- Occupation: Researcher

= Ayandiji Daniel Aina =

Nigerian academic

Ayandiji Daniel Aina is a Nigerian researcher and a past Vice Chancellor of Caleb University, Nigeria.

== Education ==
Ayandiji earned his first degree which is the PG Diploma in Journalism from the Nigerian Institute of Journalism, Ogba, Lagos in the year 1991. He pursued and earned his B.A ( Hons.) degree in Philosophy and Political Science from the University of Ibadan in 1988, after which he went back to University of Ibadan in 1992 for his master's degree in political science and PhD in Political Science also with the same university.

== Career ==
Ayandiji was initially a media specialist with work experience (approximately a decade) with the Lagos-based Diplomat International Press and the Nigerian Daily Times Plc).

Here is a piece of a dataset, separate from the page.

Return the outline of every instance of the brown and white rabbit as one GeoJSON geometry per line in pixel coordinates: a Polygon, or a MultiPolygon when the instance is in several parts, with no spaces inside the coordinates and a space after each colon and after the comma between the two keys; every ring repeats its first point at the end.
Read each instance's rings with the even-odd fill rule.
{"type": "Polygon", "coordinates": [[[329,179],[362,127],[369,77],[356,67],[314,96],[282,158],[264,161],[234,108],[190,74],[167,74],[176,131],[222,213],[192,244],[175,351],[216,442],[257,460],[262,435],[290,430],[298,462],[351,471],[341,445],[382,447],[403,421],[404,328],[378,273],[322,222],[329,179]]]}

During his stay in Babcock University, Aina became the Head of Department for two terms (1999–2003), Dean of the Faculty of Management and Social Sciences (2003–2006) after then he became the Chief of Staff to the President/Vice-Chancellor (2006–2008), he then pursued and earned the Dean of School of Postgraduate School (2010–2011) afterwards he then became the Dean Babcock Business School (2013–2015). He was also Visiting Professor and Foundation Head of Department of Political Science and International Relations, Osun State University (2009). He was appointed as the Dean of the new Babcock Business School upon return from Adeleke University where he served as pioneer President-Vice-Chancellor.

== Personal life ==
Ayandiji's religion is Christianity. He is married to Rachael who is a University Lecturer in Information Resources Management and has three children.